Further, its overall perspective is one of assuming that those who formed the governments of the post-communist states had wide, even limitless, scope to choose between a range of possibilities, from neo-liberalism to the ‘communism without the party’ which the leaders of Belarus, and some of the Central Asian states, now essay. Almost wholly lacking is any sense of the crises which faced the post-communist governing elites—especially those in the former Soviet states, confronted with the collapse of an empire, a trading system, an industrial and economic structure and a ruling party. This is not to deny that political choices were made and that these were both conscious and decisive. Gowan, however, implicitly denies the overwhelming importance of the pressures of particular crises on the decisions that were made. For example, the fact that many post-communist governments sooner or later raised prices, usually to or near to market-clearing levels, pointed to the common crisis of subsidization—a crisis which had long existed under, and sapped the remaining strength from, the communist regimes, but which they had been unable to radically reform because they rightly feared that their hold on power was too fragile to withstand the demand for a general belt-tightening. Those which did not so raise prices have subsidized basics as a more or less explicit indication that their governing elite will retain the powers and privileges of an authoritarian state, granting cheap minimal upkeep as such a state’s traditional concession to the populace. In Gowan there is no recognition of such a crisis, nor of the trade-offs its resolution demands: in his account, choice is a matter of good and bad alternatives, almost—at times—between good and evil. In fact, ‘Shock Therapy’ was much more than a series of desperate efforts to stem the total collapse of state finances than a cocktail of measures freely chosen from a menu.

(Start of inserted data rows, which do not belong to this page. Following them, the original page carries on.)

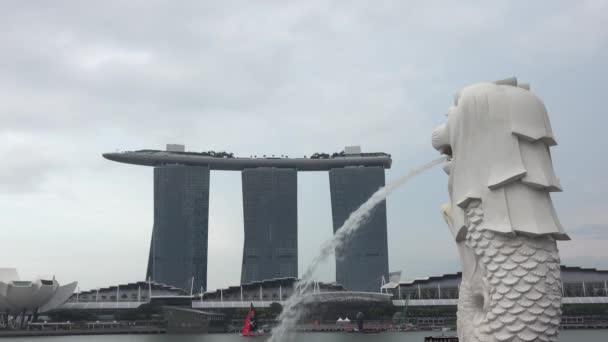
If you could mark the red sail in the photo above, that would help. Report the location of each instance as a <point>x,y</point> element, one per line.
<point>245,330</point>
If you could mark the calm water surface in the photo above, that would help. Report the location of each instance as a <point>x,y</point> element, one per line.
<point>566,336</point>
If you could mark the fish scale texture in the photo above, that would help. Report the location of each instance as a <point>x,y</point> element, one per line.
<point>521,296</point>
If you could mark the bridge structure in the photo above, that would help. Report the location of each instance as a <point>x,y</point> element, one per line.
<point>179,243</point>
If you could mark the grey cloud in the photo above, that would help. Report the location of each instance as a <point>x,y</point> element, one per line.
<point>591,231</point>
<point>82,78</point>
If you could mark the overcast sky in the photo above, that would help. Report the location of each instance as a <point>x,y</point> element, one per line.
<point>80,78</point>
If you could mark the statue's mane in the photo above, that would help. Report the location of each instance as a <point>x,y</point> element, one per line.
<point>500,136</point>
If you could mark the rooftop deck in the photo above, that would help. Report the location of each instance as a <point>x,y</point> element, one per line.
<point>226,161</point>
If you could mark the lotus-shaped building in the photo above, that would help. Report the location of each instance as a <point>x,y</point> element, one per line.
<point>30,296</point>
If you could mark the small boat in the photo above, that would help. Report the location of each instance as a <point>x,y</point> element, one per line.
<point>250,326</point>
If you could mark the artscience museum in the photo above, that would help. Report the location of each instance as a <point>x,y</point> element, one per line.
<point>22,300</point>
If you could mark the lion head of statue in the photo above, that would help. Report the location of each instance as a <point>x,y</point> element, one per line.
<point>497,138</point>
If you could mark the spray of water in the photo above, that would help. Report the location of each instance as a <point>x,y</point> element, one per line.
<point>291,309</point>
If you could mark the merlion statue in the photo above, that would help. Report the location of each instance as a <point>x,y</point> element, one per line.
<point>497,138</point>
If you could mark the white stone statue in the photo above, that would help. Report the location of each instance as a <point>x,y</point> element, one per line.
<point>497,138</point>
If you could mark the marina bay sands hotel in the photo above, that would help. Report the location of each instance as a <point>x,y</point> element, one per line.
<point>178,249</point>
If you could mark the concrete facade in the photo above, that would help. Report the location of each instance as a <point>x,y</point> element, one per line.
<point>270,212</point>
<point>178,250</point>
<point>363,260</point>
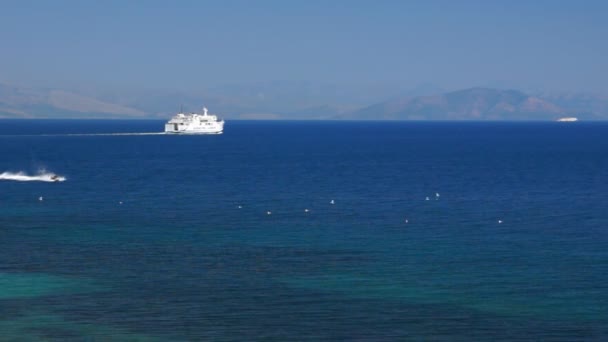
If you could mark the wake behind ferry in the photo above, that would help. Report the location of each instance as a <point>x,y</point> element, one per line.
<point>195,123</point>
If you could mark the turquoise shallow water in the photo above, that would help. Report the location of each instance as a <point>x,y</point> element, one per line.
<point>146,241</point>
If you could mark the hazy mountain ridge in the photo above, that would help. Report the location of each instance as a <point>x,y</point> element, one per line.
<point>467,104</point>
<point>21,102</point>
<point>302,101</point>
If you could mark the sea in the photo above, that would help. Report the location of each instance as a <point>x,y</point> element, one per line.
<point>304,231</point>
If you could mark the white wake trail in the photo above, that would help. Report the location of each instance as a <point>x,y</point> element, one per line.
<point>42,176</point>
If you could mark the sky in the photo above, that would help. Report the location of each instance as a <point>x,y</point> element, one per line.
<point>551,45</point>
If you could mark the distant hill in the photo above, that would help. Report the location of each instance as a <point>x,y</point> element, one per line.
<point>301,101</point>
<point>20,102</point>
<point>468,104</point>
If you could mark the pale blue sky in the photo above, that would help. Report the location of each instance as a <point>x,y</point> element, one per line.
<point>555,45</point>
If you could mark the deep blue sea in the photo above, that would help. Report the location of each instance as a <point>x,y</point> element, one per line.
<point>437,231</point>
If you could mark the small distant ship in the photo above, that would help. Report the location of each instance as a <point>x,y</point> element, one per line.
<point>195,123</point>
<point>571,119</point>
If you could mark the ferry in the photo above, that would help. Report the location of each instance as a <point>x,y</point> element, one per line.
<point>195,123</point>
<point>567,119</point>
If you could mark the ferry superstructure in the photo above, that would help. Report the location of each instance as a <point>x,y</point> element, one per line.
<point>195,123</point>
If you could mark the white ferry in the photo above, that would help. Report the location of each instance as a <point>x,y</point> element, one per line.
<point>572,119</point>
<point>194,123</point>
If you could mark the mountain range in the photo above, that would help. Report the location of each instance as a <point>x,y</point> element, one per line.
<point>303,101</point>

Nowhere is this duality between good and evil more apparent than in Gowan’s brief excursion into Russian politics—that is, his use of the conflict between Boris Yeltsin and the Russian Supreme Soviet in 1993 as an example of the legitimate protest by a democratic institution against the effects of Shock Therapy, and its ruthless backing by unbridled presidential power. In this passage, he most clearly chimes with the views of the cprf and the Russian nationalists. It is not false to say that their opposition to economic reform did in part come from below: many of the Supreme Soviet deputies’ constituents—and it was a partly democratic assembly, however much Yeltsin and others might seek to portray it as wholly unrepresentative—were suffering from the huge hike in prices which the January 1992 and subsequent price liberalizations had ushered in. But that was far from the limit of their opposition, or even the most important part of it. Absent from Gowan’s narrative are the following facts:

In April 1993, fifteen months after radical reform began, both Yeltsin and economic reform were backed in a popular referendum.

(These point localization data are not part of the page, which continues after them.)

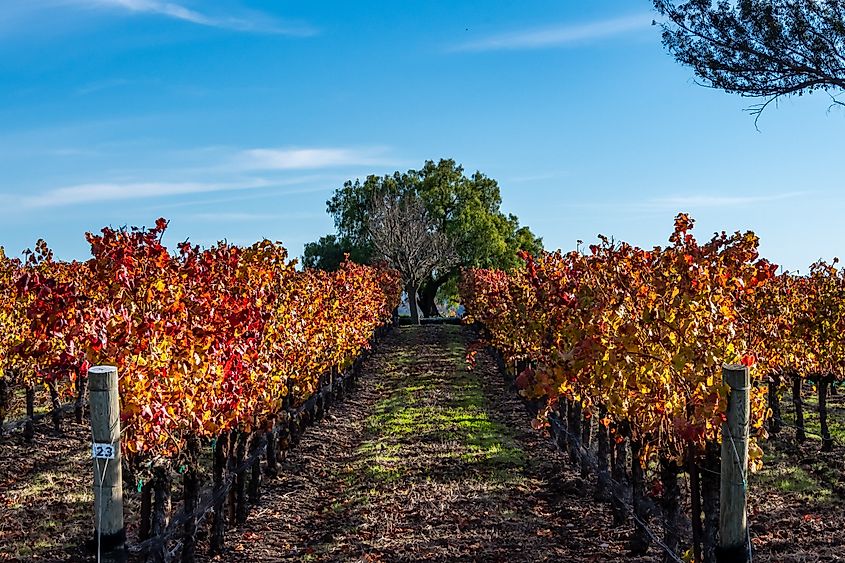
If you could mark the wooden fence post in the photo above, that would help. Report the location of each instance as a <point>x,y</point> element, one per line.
<point>110,534</point>
<point>734,544</point>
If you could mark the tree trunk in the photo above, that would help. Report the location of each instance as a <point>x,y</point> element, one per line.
<point>827,440</point>
<point>81,384</point>
<point>241,510</point>
<point>774,404</point>
<point>640,540</point>
<point>800,436</point>
<point>29,425</point>
<point>586,438</point>
<point>695,503</point>
<point>671,507</point>
<point>603,489</point>
<point>620,459</point>
<point>56,414</point>
<point>412,303</point>
<point>428,296</point>
<point>218,522</point>
<point>5,398</point>
<point>161,508</point>
<point>711,477</point>
<point>255,477</point>
<point>190,483</point>
<point>146,510</point>
<point>272,468</point>
<point>561,439</point>
<point>574,434</point>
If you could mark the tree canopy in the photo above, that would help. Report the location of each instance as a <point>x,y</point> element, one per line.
<point>465,208</point>
<point>763,49</point>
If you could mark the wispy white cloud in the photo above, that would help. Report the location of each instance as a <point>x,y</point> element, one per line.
<point>557,36</point>
<point>237,217</point>
<point>118,191</point>
<point>309,158</point>
<point>248,21</point>
<point>698,201</point>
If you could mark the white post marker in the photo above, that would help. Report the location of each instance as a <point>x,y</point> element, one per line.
<point>110,534</point>
<point>733,525</point>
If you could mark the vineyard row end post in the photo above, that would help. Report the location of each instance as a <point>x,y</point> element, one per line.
<point>110,534</point>
<point>734,541</point>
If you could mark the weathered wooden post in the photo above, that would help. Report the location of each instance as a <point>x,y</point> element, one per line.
<point>734,545</point>
<point>110,535</point>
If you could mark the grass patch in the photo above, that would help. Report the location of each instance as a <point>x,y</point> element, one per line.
<point>795,479</point>
<point>447,410</point>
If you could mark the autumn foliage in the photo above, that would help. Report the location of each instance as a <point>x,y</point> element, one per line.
<point>206,340</point>
<point>642,333</point>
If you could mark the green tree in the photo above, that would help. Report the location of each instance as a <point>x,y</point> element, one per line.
<point>762,49</point>
<point>466,208</point>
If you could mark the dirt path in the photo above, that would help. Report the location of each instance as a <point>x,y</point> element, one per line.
<point>426,461</point>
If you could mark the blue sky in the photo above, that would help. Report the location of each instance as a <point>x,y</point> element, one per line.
<point>237,119</point>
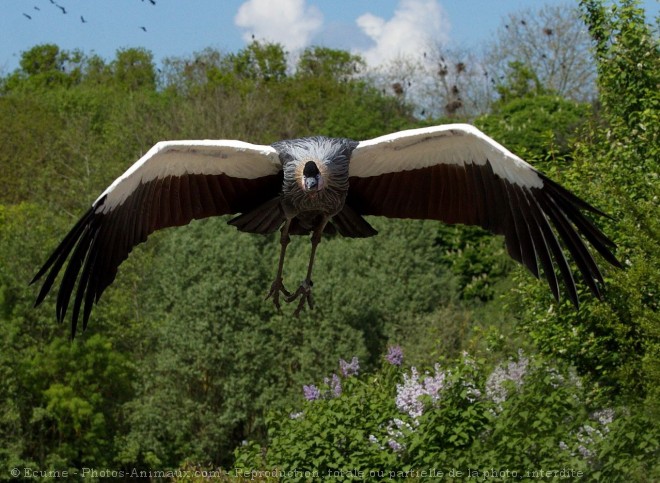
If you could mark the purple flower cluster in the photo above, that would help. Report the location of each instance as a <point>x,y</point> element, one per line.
<point>311,392</point>
<point>514,371</point>
<point>409,393</point>
<point>348,369</point>
<point>394,355</point>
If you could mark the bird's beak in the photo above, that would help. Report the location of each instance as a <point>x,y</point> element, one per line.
<point>313,183</point>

The alliance of Supreme Soviet speaker Ruslan Khasbulatov and Vice President General Alexander Rutskoi had continually reneged on agreements made with Yeltsin.

The constitution which governed the Russian Federation, a patched-up version of the Soviet-era Russian constitution, in effect prescribed a struggle for power between the different levels of authority in the trackless political desert which was post-communist Russia—since it did not endow any one level with a coherent set of rights and duties.

The Supreme Soviet had not simply been asking Yeltsin to surrender—which Gowan denies they did—its leadership had been actively pursuing his impeachment, and this months after the main architect of Shock Therapy, Yegor Gaidar, had been dismissed by Yeltsin and replaced by Victor Chernomyrdin.

The Supreme Soviet leadership had openly sought to build up an independent armed force which, as the confrontation between it and the President deepened, came under the leadership of self-declared fascists.